I first encountered Trataka Meditation at a Satyananda Yoga Retreat at Rocklands, near Daylesford. The process involves meditating on the flame of a candle, that is around 60 cm in front of you, at eye level. With your eyes closed, and using your breath to centre and relax, open your eyes and gaze at the centre of the flame, above the wick. Gaze gently at the flame, allowing thoughts to come and go, without interaction. Ideally, do this in a darkened room, without drafts.

As I was outside at the time I was doing this practice, I noticed the flame was at times gently flickering, then it would suddenly dance madly all over the place. It occurred to me that in many ways we are like the flame. Just there, doing what we are doing, and then suddenly, in response to something ( the way the flame responded to the gentle breeze that was blowing), we react to it, without thought or control.

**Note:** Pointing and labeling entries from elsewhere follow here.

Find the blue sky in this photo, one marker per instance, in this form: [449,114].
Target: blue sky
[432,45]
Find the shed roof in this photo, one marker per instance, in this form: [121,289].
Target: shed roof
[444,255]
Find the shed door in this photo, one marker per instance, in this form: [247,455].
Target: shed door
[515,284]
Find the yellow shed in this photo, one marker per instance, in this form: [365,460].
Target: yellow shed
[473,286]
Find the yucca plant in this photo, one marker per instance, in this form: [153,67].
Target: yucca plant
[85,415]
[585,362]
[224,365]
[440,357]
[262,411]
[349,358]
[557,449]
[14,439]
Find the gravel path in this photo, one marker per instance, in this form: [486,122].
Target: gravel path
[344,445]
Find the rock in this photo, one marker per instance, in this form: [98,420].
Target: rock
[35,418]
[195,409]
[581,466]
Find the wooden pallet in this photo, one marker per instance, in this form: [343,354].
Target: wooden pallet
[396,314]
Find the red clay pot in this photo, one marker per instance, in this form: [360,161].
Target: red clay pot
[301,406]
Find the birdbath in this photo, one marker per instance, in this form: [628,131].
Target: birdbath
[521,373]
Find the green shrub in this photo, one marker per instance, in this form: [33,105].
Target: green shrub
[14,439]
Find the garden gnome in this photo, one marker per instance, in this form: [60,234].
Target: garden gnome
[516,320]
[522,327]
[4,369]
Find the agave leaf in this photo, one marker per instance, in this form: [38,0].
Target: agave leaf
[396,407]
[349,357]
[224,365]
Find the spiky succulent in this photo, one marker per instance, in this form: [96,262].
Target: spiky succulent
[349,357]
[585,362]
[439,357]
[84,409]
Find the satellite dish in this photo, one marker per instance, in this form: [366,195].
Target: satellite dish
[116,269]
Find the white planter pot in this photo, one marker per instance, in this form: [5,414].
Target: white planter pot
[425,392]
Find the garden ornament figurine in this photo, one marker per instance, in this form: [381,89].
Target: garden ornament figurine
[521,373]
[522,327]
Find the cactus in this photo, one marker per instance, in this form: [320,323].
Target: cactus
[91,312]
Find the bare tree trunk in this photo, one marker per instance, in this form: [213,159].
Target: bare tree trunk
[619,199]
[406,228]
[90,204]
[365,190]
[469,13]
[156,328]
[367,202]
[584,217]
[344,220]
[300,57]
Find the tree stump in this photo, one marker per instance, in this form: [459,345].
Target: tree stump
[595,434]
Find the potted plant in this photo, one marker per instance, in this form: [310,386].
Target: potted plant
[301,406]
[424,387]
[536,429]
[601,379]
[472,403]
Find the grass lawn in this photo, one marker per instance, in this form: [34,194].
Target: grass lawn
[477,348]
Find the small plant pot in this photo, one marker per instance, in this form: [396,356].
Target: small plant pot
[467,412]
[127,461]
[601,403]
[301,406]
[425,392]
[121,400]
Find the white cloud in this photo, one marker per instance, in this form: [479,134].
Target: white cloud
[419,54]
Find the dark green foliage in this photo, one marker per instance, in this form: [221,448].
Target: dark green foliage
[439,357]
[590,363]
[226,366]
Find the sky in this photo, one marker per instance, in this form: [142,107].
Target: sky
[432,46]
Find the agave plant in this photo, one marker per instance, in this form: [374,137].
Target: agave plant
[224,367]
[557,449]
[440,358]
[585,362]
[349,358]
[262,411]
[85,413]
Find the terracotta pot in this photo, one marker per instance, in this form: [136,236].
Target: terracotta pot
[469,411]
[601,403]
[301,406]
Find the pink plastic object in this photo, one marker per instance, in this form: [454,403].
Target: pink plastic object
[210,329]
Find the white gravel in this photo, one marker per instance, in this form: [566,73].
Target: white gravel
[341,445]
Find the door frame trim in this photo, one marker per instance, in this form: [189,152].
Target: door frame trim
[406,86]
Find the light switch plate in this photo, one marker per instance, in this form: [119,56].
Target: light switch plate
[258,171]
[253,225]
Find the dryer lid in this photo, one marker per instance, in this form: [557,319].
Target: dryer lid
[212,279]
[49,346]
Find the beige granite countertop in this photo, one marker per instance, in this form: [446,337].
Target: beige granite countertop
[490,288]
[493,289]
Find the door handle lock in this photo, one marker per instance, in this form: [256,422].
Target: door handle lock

I guess we've all experienced times where we have been relaxed and in tune, and handle the difficulties life throws at us, easily. At other times, when we are more stressed, our response to events may trigger behaviour we later regret.

Trataka, is one way to become more centred and peaceful. It isn't my favourite type of meditation, but one I am going to commit to for a time, simply because it isn't my favourite. Sometimes doing the things we don't want to do, has benefits and rewards we don't expect.

If you'd like to find out more information on Trataka, or Rocklyn Ashram, just click on the words, to go there. The The Bihar School of Yoga, in India has published several books on meditation that give detailed instructions for practising trataka. Dharana Darshan by Swami Niranjanananda Saraswati has an entire chapter devoted to the practice. These books should be available through Rocklyn Ashram.

As a footnote, I just want to emphasise that I have no particular expertise in this style of meditation. I have just found having a meditation practice has helped me to be happier and calmer. The stillness you experience, through meditation or a breath practice, has a lot going for it.